This week’s installment of Dave Does History on Bill Mick Live unfolded less like a quiet trip through the archives and more like a reminder that the past enjoys tapping modern listeners on the shoulder to say that old problems have a way of returning. Dave Bowman and Bill Mick took their audience into one of the Declaration of Independence’s most pointed grievances, the one that questions who controls judges, who pays them, and what happens when justice itself becomes a bargaining chip. It felt uncomfortably familiar, which was part of the point.

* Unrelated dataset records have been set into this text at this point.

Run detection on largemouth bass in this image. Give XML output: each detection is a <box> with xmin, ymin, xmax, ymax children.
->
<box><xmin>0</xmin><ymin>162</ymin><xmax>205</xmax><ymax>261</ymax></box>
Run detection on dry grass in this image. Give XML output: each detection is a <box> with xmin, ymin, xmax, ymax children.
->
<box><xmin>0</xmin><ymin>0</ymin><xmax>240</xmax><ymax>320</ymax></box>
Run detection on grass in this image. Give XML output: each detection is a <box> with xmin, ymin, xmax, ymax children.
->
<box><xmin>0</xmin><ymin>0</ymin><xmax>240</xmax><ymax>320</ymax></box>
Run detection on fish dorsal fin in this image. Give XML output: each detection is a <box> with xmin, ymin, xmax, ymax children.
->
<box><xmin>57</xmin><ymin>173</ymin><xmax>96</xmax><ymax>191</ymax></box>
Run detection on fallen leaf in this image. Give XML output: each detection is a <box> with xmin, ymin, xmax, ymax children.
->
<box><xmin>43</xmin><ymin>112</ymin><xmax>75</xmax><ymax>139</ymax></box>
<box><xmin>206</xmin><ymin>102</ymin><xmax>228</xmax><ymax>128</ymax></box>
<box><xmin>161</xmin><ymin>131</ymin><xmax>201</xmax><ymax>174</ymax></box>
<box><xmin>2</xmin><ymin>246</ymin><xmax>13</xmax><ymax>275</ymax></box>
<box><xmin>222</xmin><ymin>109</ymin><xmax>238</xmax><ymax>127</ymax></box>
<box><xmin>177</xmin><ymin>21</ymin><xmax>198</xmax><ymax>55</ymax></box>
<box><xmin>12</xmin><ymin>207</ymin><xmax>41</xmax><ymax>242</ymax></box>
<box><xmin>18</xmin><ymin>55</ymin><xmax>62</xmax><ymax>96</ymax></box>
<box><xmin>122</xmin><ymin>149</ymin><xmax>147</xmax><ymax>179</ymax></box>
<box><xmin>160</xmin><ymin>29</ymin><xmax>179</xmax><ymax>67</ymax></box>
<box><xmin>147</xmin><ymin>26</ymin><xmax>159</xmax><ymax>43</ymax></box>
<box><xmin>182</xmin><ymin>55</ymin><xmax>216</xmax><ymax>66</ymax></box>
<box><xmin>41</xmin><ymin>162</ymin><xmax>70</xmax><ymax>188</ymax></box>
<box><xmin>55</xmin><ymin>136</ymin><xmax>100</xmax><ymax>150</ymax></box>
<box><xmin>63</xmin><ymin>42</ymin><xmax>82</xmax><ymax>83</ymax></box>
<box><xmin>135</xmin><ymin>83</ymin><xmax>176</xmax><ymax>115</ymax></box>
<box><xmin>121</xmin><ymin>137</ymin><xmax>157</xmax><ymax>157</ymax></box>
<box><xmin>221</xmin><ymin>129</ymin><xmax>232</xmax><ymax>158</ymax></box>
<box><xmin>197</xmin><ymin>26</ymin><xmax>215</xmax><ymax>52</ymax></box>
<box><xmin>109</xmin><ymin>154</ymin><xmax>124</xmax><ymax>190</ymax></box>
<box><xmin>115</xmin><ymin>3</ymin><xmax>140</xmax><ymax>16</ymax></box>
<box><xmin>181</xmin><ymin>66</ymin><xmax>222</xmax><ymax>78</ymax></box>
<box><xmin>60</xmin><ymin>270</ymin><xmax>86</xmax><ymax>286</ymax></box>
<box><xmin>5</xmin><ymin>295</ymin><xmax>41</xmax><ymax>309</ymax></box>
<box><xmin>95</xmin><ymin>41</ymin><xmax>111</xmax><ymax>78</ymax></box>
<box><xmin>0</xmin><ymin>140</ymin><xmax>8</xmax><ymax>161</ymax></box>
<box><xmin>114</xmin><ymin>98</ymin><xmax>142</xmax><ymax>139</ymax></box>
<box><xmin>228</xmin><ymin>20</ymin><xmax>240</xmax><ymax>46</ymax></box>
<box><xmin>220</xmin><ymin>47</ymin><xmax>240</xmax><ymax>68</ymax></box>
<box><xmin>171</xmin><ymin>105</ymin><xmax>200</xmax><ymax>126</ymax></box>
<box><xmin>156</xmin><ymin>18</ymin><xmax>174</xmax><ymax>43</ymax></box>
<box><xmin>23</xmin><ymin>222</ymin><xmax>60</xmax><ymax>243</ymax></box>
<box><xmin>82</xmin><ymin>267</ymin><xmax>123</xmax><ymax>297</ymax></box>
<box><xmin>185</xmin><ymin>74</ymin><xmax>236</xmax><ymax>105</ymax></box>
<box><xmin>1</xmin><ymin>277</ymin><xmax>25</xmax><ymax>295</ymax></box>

The conversation opened with a modern idea that has been floating around for years, the concept of professional juries. On the surface it seems reasonable until the question is asked, who signs the paycheck. The founders worried about arrangements like that, and Jefferson said so directly when he wrote that the King made judges dependent on his will for their office and for their salaries.
From there Dave turned to the story of Peter Oliver, a Massachusetts judge who might have lived out a quiet life if not for the moment King George III decided that colonial judges would no longer receive their pay from the colonies. The King would handle it personally. Oliver accepted the change, believing he could remain impartial. The public did not believe that, and the political temperature rose. The Massachusetts House moved to impeach him. Oliver refused to give up the royal salary. The Assembly refused to back down. Eventually, the relationship between colony and Crown split along the same fracture lines that Oliver himself exposed.
Dave then widened the lens to North Carolina, a colony that spent more than three years without a functioning court system because the King withheld assent to a law he disliked. What historians describe as obstruction, Dave framed as administrative hardball that froze justice entirely. Debts could not be collected. Serious trials could not be held. Ordinary citizens learned that the judicial system could be shut down from afar with the stroke of a royal pen.
Throughout the episode Dave returned to the idea that these conflicts are not dusty relics. They echo into the present. The founders argued about judicial independence. Americans argue about it still. Do citizens trust judges. Do they understand the forces that shape the judiciary. Do they notice when politics and the courts become entangled.
The episode served as a reminder that the struggle between power and principle never really stops. Jefferson and his contemporaries fought it in their time. Dave and Bill walked listeners through those same questions today, showing that the concerns that helped spark a revolution remain very much alive.